The Japanese Economic Suicide
- Emanuele Bocchia
- Nov 14
- 4 min read
How the Global Money Glitch Could Trigger a Worldwide Crisis

The Ecstasy of the Dollar
September 22, 1985, Fifth Avenue, New York. At the Plaza Hotel, the finance ministers of the United Kingdom, West Germany, France, the United States, and Japan signed what would become the most significant economic agreement of the century—aimed at countering the rising value of the U.S. dollar.
Hold on. What does appreciation actually mean?
Since the term will appear often, it’s necessary to clarify it. Appreciation refers to the increase in one currency’s value relative to others. When a currency becomes too strong, exported goods become too expensive, damaging trade flows. The Plaza Accord was a coordinated effort to deliberately devalue the U.S. dollar and restore stable international trade. In 1985, nearly every economic actor was tied to the U.S. market, directly or indirectly. The direction was clear.
From the 1950s onward, thanks to major technological investment and post–Korean War industrial modernization, Japan had rapidly become the world’s second-largest economy and the most profitable manufacturing power. So influential, in fact, that it shaped global imagination: cyberpunk skylines, Blade Runner atmospheres, neon megacities in the rain. The rise of the Japanese empire seemed inevitable—a future where the sun never set.
But like all dreams, it fractured with the arrival of the 1990s. The Plaza Accord saved the United States, but condemned Japan for the same reasons. Central banks began selling dollars and buying yen and Deutsche marks, pushing the yen upward. Japanese exports became more expensive abroad, generating internal imbalances. By 1990, the yen had doubled in value. The crisis began from Japan’s own success: the country was facing a currency shock.
To protect exports, the Bank of Japan lowered interest rates, stimulating domestic consumption.

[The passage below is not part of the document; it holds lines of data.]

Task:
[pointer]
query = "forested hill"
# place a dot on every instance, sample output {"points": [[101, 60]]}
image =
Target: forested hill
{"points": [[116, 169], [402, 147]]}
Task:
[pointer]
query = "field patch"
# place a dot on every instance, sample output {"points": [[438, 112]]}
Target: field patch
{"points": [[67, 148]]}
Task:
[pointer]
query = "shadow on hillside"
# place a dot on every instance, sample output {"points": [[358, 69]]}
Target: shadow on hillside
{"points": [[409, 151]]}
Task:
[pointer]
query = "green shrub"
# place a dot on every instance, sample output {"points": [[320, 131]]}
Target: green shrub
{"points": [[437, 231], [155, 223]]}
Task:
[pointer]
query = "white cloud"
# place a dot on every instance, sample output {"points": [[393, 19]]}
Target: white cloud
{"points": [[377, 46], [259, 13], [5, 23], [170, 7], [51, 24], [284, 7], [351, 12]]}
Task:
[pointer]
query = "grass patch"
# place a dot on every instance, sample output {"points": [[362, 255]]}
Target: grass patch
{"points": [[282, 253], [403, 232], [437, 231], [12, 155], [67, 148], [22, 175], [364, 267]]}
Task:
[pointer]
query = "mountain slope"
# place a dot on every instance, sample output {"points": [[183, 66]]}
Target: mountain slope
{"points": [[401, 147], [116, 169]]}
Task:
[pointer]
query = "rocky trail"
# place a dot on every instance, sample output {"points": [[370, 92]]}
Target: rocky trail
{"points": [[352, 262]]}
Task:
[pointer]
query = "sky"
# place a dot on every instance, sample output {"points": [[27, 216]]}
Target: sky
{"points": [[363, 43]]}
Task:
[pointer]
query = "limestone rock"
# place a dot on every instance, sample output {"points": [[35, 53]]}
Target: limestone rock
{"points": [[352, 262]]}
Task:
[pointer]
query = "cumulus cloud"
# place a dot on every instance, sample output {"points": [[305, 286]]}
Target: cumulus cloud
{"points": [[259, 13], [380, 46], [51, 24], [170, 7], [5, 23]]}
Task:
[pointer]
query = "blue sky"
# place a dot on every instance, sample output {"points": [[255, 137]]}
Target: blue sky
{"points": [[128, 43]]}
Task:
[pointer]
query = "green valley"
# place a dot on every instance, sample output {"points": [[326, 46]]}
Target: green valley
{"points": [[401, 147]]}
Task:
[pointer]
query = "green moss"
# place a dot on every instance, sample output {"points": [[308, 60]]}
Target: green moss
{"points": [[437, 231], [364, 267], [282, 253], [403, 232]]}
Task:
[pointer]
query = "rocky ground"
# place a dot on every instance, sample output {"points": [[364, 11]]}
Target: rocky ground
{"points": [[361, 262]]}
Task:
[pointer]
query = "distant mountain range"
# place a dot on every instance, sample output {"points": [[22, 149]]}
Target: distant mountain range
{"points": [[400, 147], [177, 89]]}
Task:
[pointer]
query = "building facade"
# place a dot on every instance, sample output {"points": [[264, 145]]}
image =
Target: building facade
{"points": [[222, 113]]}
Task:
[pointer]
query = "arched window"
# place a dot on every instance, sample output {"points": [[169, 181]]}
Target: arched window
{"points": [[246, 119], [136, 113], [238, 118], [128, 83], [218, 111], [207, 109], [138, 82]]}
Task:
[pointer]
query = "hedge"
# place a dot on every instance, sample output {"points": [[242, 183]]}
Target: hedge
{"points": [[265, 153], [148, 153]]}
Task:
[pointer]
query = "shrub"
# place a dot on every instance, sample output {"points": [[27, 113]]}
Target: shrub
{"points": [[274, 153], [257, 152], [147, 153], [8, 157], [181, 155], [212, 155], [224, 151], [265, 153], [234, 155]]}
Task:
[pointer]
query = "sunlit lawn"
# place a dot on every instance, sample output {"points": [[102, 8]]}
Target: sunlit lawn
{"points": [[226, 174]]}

Cheaper credit meant more liquidity and more investment. Asset prices soared—stocks, land, everything. The market grew without regard to real value. And the Japanese speculative bubble burst.
The consequences were dramatic. From 1991 to 2012, the country entered a deflationary spiral. Asset prices collapsed, loans lost collateral value, banks were trapped with bad debt. An entire generation faced a job market frozen in place. The economy stopped moving at the very moment the internet era began—the same technological wave that had once propelled Japan’s rise.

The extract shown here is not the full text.